We evaluate CAVER exploration-exploitation capabilities on several downstream tasks that require learning and ex- ploiting correlations between audio and visual appearance. We study four tasks in particular: predicting audio given visual input and hitting location, predicting material based on audio and vision, inferring musical notes played by a human, and identifying objects in a pick-and-place manipulation demonstrated by a human.

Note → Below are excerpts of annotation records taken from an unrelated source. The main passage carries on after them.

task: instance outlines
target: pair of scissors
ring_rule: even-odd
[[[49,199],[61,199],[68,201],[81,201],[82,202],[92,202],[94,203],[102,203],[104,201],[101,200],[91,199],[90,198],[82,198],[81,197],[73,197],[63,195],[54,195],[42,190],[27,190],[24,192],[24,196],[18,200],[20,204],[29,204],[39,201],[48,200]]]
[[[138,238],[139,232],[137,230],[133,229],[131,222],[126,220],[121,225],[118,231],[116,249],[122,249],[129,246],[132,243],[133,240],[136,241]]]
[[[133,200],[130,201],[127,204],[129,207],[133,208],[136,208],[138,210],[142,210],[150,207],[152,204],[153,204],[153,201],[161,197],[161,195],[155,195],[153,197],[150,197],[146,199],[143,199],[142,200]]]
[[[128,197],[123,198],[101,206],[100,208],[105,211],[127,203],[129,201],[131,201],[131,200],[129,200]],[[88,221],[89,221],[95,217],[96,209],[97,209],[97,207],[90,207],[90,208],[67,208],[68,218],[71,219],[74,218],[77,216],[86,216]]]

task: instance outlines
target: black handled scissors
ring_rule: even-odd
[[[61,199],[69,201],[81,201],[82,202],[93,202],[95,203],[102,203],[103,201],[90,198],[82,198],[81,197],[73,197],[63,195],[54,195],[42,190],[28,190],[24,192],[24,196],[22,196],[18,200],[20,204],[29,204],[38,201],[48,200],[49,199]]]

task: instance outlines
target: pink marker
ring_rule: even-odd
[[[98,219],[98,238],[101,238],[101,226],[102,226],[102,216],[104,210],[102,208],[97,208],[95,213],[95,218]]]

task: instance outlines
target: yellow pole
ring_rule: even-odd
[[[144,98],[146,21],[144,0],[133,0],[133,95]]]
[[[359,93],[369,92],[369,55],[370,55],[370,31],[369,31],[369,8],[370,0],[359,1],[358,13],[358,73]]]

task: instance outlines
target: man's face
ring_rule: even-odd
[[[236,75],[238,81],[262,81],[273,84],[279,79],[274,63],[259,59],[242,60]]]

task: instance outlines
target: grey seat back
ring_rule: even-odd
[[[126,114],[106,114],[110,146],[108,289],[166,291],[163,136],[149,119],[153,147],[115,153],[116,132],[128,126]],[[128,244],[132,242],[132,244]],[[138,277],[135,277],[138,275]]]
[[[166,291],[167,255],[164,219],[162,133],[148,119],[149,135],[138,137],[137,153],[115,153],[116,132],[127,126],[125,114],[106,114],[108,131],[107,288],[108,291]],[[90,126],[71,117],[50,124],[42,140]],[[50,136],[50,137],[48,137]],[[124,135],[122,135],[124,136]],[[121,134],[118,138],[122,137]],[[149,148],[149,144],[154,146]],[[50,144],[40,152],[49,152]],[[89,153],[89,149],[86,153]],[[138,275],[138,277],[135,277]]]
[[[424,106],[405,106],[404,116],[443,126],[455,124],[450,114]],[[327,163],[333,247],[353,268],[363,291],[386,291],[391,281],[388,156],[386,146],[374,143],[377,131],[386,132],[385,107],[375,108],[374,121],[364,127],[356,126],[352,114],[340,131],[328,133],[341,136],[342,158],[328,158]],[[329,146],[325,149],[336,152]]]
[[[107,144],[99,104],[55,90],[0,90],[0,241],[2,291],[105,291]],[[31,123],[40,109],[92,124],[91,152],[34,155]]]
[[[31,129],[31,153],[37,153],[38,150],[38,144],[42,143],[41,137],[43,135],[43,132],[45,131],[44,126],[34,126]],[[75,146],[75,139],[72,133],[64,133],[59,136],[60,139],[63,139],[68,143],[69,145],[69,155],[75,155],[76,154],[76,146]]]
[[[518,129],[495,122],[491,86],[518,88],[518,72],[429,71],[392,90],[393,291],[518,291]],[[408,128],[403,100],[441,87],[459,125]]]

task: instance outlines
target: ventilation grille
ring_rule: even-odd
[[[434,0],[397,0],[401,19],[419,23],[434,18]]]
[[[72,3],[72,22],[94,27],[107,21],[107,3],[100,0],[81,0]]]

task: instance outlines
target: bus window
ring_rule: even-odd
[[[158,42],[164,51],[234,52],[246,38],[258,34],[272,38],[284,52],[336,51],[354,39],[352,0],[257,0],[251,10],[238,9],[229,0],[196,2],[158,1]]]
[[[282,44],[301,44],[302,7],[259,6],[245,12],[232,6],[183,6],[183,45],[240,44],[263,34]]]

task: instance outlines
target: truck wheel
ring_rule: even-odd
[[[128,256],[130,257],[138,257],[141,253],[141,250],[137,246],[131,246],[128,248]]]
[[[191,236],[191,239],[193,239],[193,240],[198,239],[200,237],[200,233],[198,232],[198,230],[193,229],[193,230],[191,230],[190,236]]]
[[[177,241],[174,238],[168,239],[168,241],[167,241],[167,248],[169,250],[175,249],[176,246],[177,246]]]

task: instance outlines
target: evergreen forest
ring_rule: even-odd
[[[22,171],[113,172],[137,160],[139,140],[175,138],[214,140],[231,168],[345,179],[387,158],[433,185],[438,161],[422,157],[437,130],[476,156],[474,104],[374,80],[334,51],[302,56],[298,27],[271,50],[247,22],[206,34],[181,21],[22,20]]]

• Active Exploration: Comparing curiosity-based interaction against random and uncertainty-only baselines.
• Material Classification: Testing how audiovisual features improve the identification of diverse objects.
• Audio-to-Action Imitation: Demonstrating the robot's ability to recreate sounds from human demonstrations.
• Identifying Objects Pick-and-Place manipulation: Evaluating the robot's ability to synthesize the audio of unheard interactions using collected data.

Objects

Our experiments take place across 3 environments: kitchen, garage, and playroom. Common objects from each environment are selected with an emphasis on material and object type variety.

Results

Audio prediction error naturally declines over time as the robot encounters more objects that are present in the withheld test set. We see that CAVER more quickly reduces the audio prediction error than the baselines, indicating that the curiosity-driven exploration indeed leads to more efficient learning of the audiovisual properties of the objects in each scene. This is especially apparent in later scenes when many of the objects have already appeared in earlier scenes and are thus already familiar to CAVER, whereas the baselines spend additional time sampling objects for which the uncertainty is already low.

We observe that the audiovisual model has the strongest performance across all three environments, demonstrating the utility of both com- bined audio and visual features when classifying materials. In addition, audio-only outperforms vision-only in environments where there are many objects of the same type, demonstrating the utility of the curiously collected data.